Falls Sie das Fahrzeug frisch gekauft haben und noch am selben Tag zulassen möchten, plant der Ablauf idealerweise so: eVB-Nummer beim Wunschversicherer besorgen, Termin bei der Zulassungsstelle vereinbaren, Fahrzeug entweder auf Anhänger anliefern oder mit gültigen Vorbesitzer-Kennzeichen bis zur Umschreibung nutzen. Nach der Ummeldung sind die neuen Kennzeichen sofort einsatzbereit.
Weitere Rechenwege rund um Beitrag und Versicherung finden Sie in unserem Kfz-Versicherungsrechner sowie in der SF-Klassen-Tabelle.
Wichtig zur Gebühr: Die Kosten für ein Kurzzeitkennzeichen setzen sich aus der Verwaltungsgebühr der Zulassungsstelle, den Kennzeichenschildern und dem Versicherungsbeitrag zusammen. Sie schwanken regional und je nach Versicherer; ein Vergleich mehrerer eVB-Anbieter kann sich lohnen. Rechnen Sie zusätzlich den möglichen Abholservice der Schilder ein, falls Sie das Fahrzeug nicht zur Zulassungsstelle bringen können.

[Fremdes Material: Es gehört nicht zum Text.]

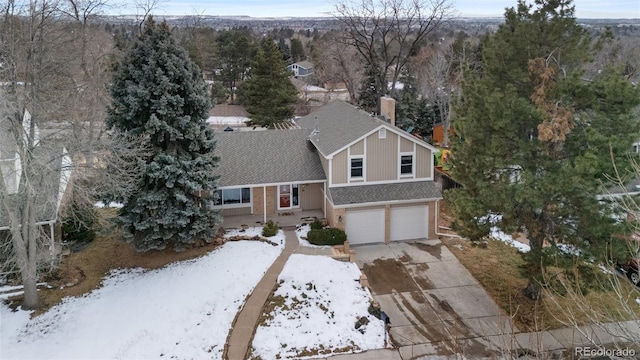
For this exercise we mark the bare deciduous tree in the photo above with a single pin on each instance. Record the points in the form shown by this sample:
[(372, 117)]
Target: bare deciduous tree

Wer ein Fahrzeug aus dem Ausland importiert, benötigt vor der endgültigen Zulassung in Deutschland zunächst eine Vollabnahme nach § 21 StVZO, häufig kombiniert mit der Hauptuntersuchung. Bis dahin ist das Fahrzeug entweder mit gültigem ausländischem Kennzeichen im Rahmen der Nutzungsdauer für den Import oder mit einem deutschen Kurzzeitkennzeichen zur Prüfstelle zu bewegen. Ein Anhängertransport erspart in vielen Fällen doppelte Wege.
Für nicht fahrbereite Fahrzeuge, etwa nach Unfall oder mit Motorschaden, kommen weder Kurzzeit- noch rotes Kennzeichen praktisch in Betracht. Hier bleibt die Beförderung als Ladung die einzige realistische Option, meist über einen Abschleppdienst mit Plateauwagen oder einen Autotransportanhänger.

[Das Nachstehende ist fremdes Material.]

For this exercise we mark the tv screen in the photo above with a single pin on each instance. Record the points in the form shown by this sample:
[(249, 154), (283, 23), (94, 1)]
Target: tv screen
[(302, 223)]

Die Angaben dienen der allgemeinen Orientierung und ersetzen keine Rechtsberatung im Einzelfall (Stand 2026). Regeln der FZV und Gebühren können sich ändern; prüfen Sie aktuelle Vorgaben bei Ihrer Zulassungsstelle.

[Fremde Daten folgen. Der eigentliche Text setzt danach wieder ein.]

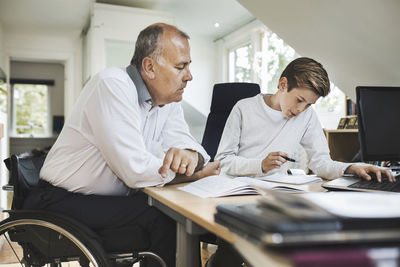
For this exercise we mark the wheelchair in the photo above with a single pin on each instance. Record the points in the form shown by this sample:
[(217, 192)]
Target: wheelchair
[(49, 238)]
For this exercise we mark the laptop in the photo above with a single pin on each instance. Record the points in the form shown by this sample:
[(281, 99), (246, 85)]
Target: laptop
[(281, 220), (378, 109)]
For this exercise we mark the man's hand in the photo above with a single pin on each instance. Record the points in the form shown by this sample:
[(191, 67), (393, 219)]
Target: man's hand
[(274, 160), (180, 161), (362, 170), (212, 168)]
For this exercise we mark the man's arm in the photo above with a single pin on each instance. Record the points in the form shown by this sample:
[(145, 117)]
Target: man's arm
[(212, 168)]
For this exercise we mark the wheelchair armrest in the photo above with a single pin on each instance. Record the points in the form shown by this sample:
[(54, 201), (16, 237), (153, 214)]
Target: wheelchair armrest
[(8, 187)]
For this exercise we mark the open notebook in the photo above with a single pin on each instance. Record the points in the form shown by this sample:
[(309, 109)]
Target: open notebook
[(220, 185)]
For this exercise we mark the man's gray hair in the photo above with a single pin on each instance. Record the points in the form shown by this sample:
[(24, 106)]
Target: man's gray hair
[(149, 43)]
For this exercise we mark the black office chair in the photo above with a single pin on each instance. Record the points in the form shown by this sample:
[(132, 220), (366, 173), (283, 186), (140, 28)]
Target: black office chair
[(225, 96), (48, 237)]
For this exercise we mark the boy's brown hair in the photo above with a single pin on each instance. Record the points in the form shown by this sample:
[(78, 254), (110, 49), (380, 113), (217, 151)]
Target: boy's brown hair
[(308, 73)]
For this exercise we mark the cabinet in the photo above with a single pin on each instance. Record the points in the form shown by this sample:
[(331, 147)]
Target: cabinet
[(343, 143)]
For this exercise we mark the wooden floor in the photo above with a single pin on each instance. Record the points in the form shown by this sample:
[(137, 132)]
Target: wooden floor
[(6, 253)]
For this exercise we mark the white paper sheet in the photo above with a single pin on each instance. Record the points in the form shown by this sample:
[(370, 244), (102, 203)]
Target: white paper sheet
[(291, 179)]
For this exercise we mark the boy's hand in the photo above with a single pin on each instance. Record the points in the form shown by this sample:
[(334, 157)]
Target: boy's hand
[(274, 160), (363, 170), (181, 161)]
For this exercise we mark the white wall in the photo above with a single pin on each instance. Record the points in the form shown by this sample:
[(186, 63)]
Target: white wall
[(1, 47), (204, 70), (116, 23)]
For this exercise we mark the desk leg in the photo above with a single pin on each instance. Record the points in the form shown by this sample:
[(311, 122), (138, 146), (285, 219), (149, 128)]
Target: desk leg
[(187, 248)]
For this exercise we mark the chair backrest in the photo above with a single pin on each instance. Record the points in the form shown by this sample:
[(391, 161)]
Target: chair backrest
[(225, 96), (24, 174)]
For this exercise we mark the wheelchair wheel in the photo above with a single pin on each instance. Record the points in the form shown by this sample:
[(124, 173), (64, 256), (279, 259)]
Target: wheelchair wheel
[(37, 239)]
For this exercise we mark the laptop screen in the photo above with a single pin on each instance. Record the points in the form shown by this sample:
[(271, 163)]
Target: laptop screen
[(378, 111)]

Nein. Auch kurze Wege im öffentlichen Straßenverkehr ohne Kennzeichen erfüllen den Tatbestand des Fahrens ohne Zulassung. Sie riskieren Bußgeld und im Schadenfall den vollen persönlichen Regress. Nutzen Sie ein Kurzzeitkennzeichen oder einen Anhänger.
Ein Kurzzeitkennzeichen wird für höchstens fünf Tage ausgegeben (Stand 2026). Es zeigt das Ablaufdatum am rechten Rand und gilt ausschließlich für das eingetragene Fahrzeug. Eine Verlängerung ist nicht vorgesehen.
Personalausweis, Fahrzeugpapiere, eine gültige eVB-Nummer und einen Nachweis über die Hauptuntersuchung. Bei abgelaufener HU sind Fahrten nur auf direktem Weg zur Prüfstelle im Zulassungsbezirk zulässig.
Rote Dauerkennzeichen (06er) sind Kfz-Betrieben vorbehalten. Für Privatpersonen ist der Weg über den Händler oder das Kurzzeitkennzeichen der richtige. Das 07er-Kennzeichen gilt ausschließlich für anerkannte Oldtimer.
Kennzeichenfrei geht es nur, wenn das Fahrzeug als Ladung auf einem Anhänger oder Transporter befördert wird und die Fahrbahn nicht mit eigenen Rädern berührt. Sobald das Auto rollt, ist ein Kennzeichen zwingend.
Der Versicherer stellt eine eVB-Nummer speziell für das Kurzzeitkennzeichen aus. Der Schutz umfasst die Haftpflicht für die maximal fünf Tage. Kaskoschutz oder Auslandsdeckung müssen separat vereinbart werden.